Eric Huff, an SDSS member from Berkeley Lab and the University of California at Berkeley, will present a poster describing the full cosmic shear measurement, including the new constraints on dark energy, from 9 a.m. to 2 p.m. CST on Thursday, January 12, at the AAS conference.
Several large astronomical surveys, such as the Dark Energy Survey, the Large Synoptic Survey Telescope, and the HyperSuprimeCam survey, will try to measure cosmic shear in the coming years. Weak lensing distortions are so subtle, however, that the same atmospheric effects that cause stars to twinkle at night pose a formidable challenge for cosmic shear measurements.
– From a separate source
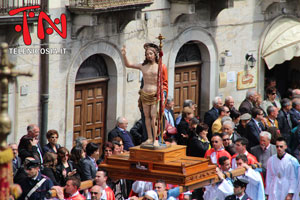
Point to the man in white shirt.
(281, 179)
Until now, no ground-based cosmic-shear measurement has been able to completely and provably separate weak lensing effects from the atmospheric distortions.
“The community has been building towards cosmic shear measurements for a number of years now,” says Huff, an astronomer at Berkeley Lab, “but there’s also been some skepticism as to whether they can be done accurately enough to constrain dark energy. Showing that we can achieve the required accuracy with these pathfinding studies is important for the next generation of large surveys.”
To construct dark matter maps, the Berkeley Lab and Fermilab teams used images of galaxies collected between 2000 and 2009 by SDSS surveys I and II, using the Sloan Telescope at Apache Point Observatory in New Mexico. Berkeley Lab also used updated calibrations from SDSS III, which continues today. The galaxies lie within a continuous ribbon of sky known as SDSS Stripe 82, lying along the celestial equator and encompassing 275 square degrees. The galaxy images were captured in multiple passes over many years.
When they compared their final results before the AAS meeting, both teams found somewhat less structure than would have been expected from other measurements such as the Wilkinson Microwave Anisotropy Probe (WMAP), but, says Berkeley Lab’s Huff, “the results are not yet different enough from previous experiments to ring any alarm bells.”
Fermilab and University of Chicago scientific papers related to these results are accessible online at the following sites:
- coadd data: http://arxiv.org/abs/1111.6619
- photometric redshifts: http://arxiv.org/abs/1111.6620
- cluster lensing: http://arxiv.org/abs/1111.6621
- cosmic shear: http://arxiv.org/abs/1111.6622
Berkeley Lab and University of California at Berkeley scientific papers related to these results are accessible online at:
- coadd data: http://arxiv.org/abs/1111.6958
- cosmic shear: http://arxiv.org/abs/1112.3143
Lawrence Berkeley National Laboratory addresses the world’s most urgent scientific challenges by advancing sustainable energy, protecting human health, creating new materials, and revealing the origin and fate of the universe. Founded in 1931, Berkeley Lab’s scientific expertise has been recognized with 13 Nobel prizes. The University of California manages Berkeley Lab for the U.S. Department of Energy’s Office of Science. For more, visit www.lbl.gov.
Fermilab is a national laboratory supported by the Office of Science of the U.S. Department of Energy, operated under contract by Fermi Research Alliance, LLC. Visit Fermilab’s website at http://www.fnal.gov.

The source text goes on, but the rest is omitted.